このような試験において、実際には得意科目と苦手科目を含めた合計点で合否が決定されるわけだが、例えば合格点が200点(各平均点が英語60点、数学60点、化学40点、物理40点、合計200点と仮定する)の場合に自分も平均と全く同じように英語60点、数学60点、化学40点、物理40点、合計200点という点数の取り方は決して多くない。人間である以上は得手不得手が必ず存在するもので、数学は得意だが英語は苦手、物理はそこそこ得意、化学はやや苦手の場合であれば、英語45点、数学75点、化学35点、物理45点、合計200点というように苦手科目を得意科目で多少なりともカバーする点数の取り方になることが多い。
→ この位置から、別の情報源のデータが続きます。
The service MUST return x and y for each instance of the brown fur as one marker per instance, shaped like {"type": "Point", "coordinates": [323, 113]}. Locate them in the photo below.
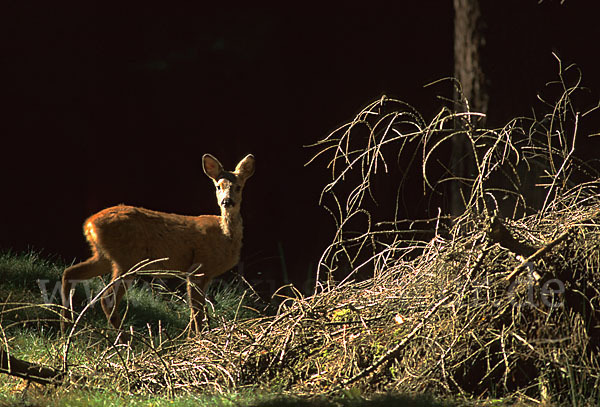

したがって、上記のような現実的なシミュレーションを考えたとき、「極端に苦手な科目をなくして、武器科目で可能な範囲をカバーする」という一つの解が得られる。極端な苦手科目の場合は、武器科目でもカバーしきれない可能性が高くなる。特に医学部や難関大では周囲受験生の各教科の完成度が高くなるので、この傾向はかなり強くなる。さらに上記シミュレーションでは200点ジャストの点数の取り方であったが、“圧倒的”武器科目はその合計点を205点、210点にしてくれる可能性がある。
最後に、「武器科目の確立と苦手科目の克服はどちらを優先すべきですか?」と疑問に思うかもしれないが、これは一概にどちらかが常に優位に立つというものではなく、受験生それぞれの現状の立ち位置や受験校とのバランスを総合的に判断する必要がある。つまり、受験生によっては優先して武器科目を仕上げるべき人もいれば、逆に先に苦手科目を克服すべき人もいる。この学習戦略全体をマネジメントしてくれる存在も受験には欠かせない。